- Born: 18 March 1936 Stamford, Connecticut
- Died: 2 August 2010 (aged 74) Bloomington Hospital
- Education: University of Connecticut, Catholic University of America
- Occupation: Librarian
- Known for: Library of Congress subject headings, Christmas Carols, and College Fight Songs
- Spouse: Ann Marie Stroia Studwell
- Children: Laura Ann

= William Studwell =

American librarian (1936–2010)

William Emmett Studwell (18 March 1936 – 2 August 2010) was an American librarian who became known for his knowledge of carols.

==Biography==
William Studwell was born in Stamford, Connecticut and he studied history at the University of Connecticut.

==Fight songs==
The University of Notre Dame song is one of the most recognizable collegiate fight songs in the United States. Studwell ranked the song first, and said it was "more borrowed, more famous and, frankly, you just hear it more."

==Christmas carols==
Studwell had started to choose a carol for each year starting in 1986 when he chose the Ukrainian Carol of the Bells. Studwell took an academic interest in carols which he had spent over 6,000 hours in study.
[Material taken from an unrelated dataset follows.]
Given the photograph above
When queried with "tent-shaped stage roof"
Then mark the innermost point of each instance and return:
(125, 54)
Before Christmas each year he would announce the new carol and he would be invited to interviews with the media where he was quizzed on his choice.

Studwell died in Bloomington Hospital in 2010. The day before he died he dictated a letter to his daughter which recorded his selection of a carol for 2010. Studwell fittingly chose We Wish You a Merry Christmas which is "frequently the final piece in carol performances sessions".